The researchers identified eIF4E as the key molecule that causes the brains of Fragile X patients to produce excess protein. eIF4E may cause learning difficulties, more serious intellectual disabilities, delays in speech and language development, and difficulties in social interactions.

Nahum Sonenberg, McGill professor in the Faculty of Medicine and the Goodman Cancer Research Centre and co-author of the study says, “We found that eIF4E regulates the production of an enzyme called MMP-9, which breaks down and re-orders the connections between brain cells called synapses. Excess MMP-9 disrupts communication between brain cells, leading to changes in behavior.”

The study showed that by treating Fragile X patients with cercosporamide the activity of EIF4E was blocked. This reduces the activity of MMP-9 thus reducing the behavioral symptoms of Fragile X symptom. These findings suggest that this treatment could be used to treat Fragile X patients.

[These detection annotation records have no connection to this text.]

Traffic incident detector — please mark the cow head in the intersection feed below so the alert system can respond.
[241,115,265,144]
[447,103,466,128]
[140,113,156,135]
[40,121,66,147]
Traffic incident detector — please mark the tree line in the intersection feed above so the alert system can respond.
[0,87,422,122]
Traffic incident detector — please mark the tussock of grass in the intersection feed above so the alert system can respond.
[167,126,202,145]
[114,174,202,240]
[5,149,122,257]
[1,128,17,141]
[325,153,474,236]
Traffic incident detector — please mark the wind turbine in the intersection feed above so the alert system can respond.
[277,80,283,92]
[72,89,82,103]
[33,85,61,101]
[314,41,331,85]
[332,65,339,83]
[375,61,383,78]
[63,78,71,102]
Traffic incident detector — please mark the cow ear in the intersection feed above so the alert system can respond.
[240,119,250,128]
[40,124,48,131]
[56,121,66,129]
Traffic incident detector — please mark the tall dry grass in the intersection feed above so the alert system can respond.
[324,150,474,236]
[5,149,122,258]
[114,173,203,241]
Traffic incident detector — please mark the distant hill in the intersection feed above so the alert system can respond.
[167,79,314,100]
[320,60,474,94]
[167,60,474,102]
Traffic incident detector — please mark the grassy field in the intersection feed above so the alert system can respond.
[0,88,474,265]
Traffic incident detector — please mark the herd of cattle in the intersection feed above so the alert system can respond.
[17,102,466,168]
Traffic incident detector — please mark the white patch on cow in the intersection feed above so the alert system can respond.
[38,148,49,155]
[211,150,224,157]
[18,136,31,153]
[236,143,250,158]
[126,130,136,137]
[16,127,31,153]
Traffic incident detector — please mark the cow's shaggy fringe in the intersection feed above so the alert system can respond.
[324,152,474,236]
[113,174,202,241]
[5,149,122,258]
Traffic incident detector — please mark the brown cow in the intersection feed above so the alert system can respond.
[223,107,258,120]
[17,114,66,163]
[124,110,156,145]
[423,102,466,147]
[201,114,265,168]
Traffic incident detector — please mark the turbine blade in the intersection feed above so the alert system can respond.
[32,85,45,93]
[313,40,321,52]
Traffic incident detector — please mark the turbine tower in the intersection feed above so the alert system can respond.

“Our findings open the door to targeted treatments for Fragile X Syndrome,” says Christos Gkogkas, of the University of Edinburgh’s Patrick Wild Centre for Research into Autism, Fragile X Syndrome and Intellectual Disabilities. “By designing treatments that block just this pathway, it is hoped that we can limit the potential side-effects and develop therapies that are more efficient than general treatment approaches.”